Before Helene ravaged the region, insurers viewed western North Carolina as relatively low risk. Then, a Reuters analysis of federal data found that only 1 in 200 single-family homes in the inland area were covered by the National Flood Insurance Program, despite its proximity to the Tuckasegee River, which is becoming more prone to flooding as rain storms increase more frequently.
At least a quarter of flood claims come from undesignated flood zones, said Janet Ruiz, a spokeswoman for the Insurance Information Institute, an industry group. Extreme winter weather increases that number, too—frozen ground doesn’t absorb water, increasing the chance of flash floods.
“Hurricane areas are only a small part of the flood,” she said.

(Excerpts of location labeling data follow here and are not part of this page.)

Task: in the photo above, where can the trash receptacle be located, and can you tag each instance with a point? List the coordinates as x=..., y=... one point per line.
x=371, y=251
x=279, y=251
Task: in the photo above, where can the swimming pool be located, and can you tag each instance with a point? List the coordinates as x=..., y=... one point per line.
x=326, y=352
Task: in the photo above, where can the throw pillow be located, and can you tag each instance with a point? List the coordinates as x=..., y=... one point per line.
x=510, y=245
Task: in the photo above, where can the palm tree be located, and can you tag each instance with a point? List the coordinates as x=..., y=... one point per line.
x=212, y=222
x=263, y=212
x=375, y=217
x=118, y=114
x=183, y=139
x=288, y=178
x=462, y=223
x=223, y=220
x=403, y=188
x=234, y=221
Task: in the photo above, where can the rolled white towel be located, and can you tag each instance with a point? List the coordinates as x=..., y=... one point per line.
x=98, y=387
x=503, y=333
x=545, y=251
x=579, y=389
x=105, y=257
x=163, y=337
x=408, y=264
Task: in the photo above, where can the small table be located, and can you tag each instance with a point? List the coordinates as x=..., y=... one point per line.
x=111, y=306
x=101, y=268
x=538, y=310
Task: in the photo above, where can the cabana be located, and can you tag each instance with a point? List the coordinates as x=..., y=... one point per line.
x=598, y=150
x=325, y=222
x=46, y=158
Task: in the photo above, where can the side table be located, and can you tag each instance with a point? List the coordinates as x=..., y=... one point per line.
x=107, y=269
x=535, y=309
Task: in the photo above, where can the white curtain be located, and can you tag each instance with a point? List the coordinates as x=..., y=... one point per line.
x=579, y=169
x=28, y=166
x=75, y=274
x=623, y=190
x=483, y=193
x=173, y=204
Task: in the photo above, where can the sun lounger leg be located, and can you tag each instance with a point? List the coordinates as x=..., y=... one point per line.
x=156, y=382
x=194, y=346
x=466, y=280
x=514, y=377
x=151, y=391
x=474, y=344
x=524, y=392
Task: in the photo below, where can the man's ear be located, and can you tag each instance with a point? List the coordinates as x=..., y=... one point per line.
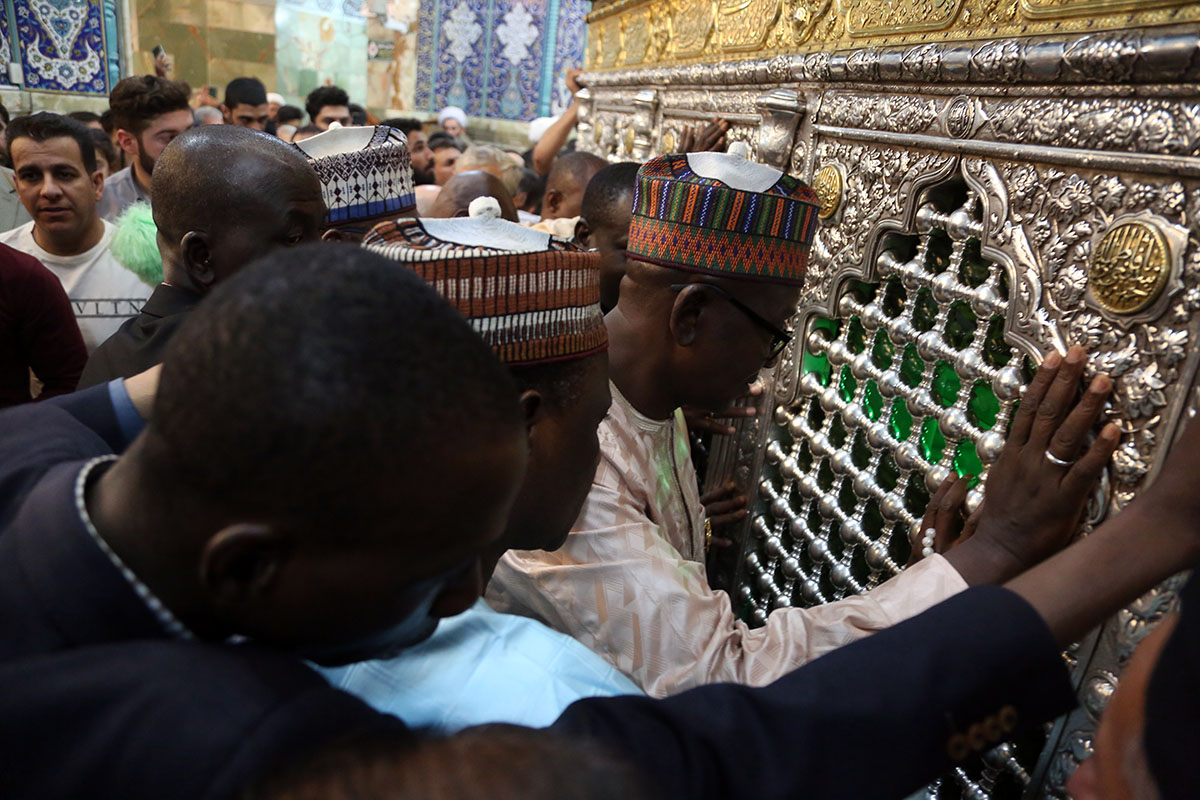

Heller said small business owners need a comprehensive federal alternative to the piecemeal options currently out there. The NFIP, which covers commercial buildings and property up to $500,000 per policy type, has come under scrutiny recently. Like California’s FAIR program, it has been crippled by increasingly volatile weather. It currently owes the US government more than $20 billion and is exceeding its $30 billion borrowing limit. Its coverage also does not include financial losses caused by business interruption.
Project 2025, the Republican policy plan President-elect Donald Trump has denied despite his transition team using the initiative for personnel purposes, recommends privatizing the NFIP, putting advocates on the lookout as Trump takes office on Monday. A spokesman for the Trump transition team did not immediately respond to a request for comment.
Heller pointed to the Insurance Act, a bill introduced by Rep. Adam Schiff, D-Calif., last year as a model that would effectively insure insurers by incentivizing them to take on more risk and preventing them from pulling out of disaster-prone areas. The bill has seen little movement in Congress, however, and is not expected to gain traction amid the upcoming power change in Washington.
“We need to make sure that the government is working for businesses by making sure that those products are real, good quality and reasonably priced so that [insurers] can take on that risk,” Heller said. As limited as oversight of the homeowners insurance market is by the regulators who are supposed to protect us, the less it is for businesses.